Deep neural networks (DNNs) have had many successes, but suffer from two major issues: (1) a vulnerability to adversarial examples and (2) a tendency to elude human interpretation. Interestingly, recent empirical and theoretical evidence suggest these two seemingly disparate issues are actually connected. In particular, robust models tend to provide more interpretable gradients than non-robust models. However, whether this relationship works in the opposite direction remains obscure. With this paper, we seek empirical answers to the following question: can models acquire adversarial robustness when they are trained to have interpretable gradients?

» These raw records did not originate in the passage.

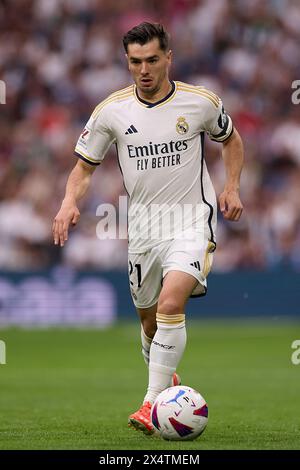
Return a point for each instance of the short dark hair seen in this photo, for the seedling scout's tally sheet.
(145, 32)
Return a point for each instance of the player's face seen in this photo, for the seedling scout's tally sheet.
(149, 66)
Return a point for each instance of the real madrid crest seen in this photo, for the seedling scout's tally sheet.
(182, 126)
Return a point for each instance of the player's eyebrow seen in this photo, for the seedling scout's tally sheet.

We introduce a theoretically inspired technique called Interpretation Regularization (IR), which encourages a model's gradients to (1) match the direction of interpretable target salience maps and (2) have small magnitude. To assess model performance and tease apart factors that contribute to adversarial robustness, we conduct extensive experiments on MNIST and CIFAR-10 with both `2 and `1 attacks. We demonstrate that networks trained to have interpretable gradients are more robust to adversarial perturbations. Applying the network interpretation technique SmoothGrad [57] yields additional performance gains, especially in cross-norm attacks and under heavy perturbation. The results indicate that the interpretability of the model gradients is a crucial factor for adversarial robustness.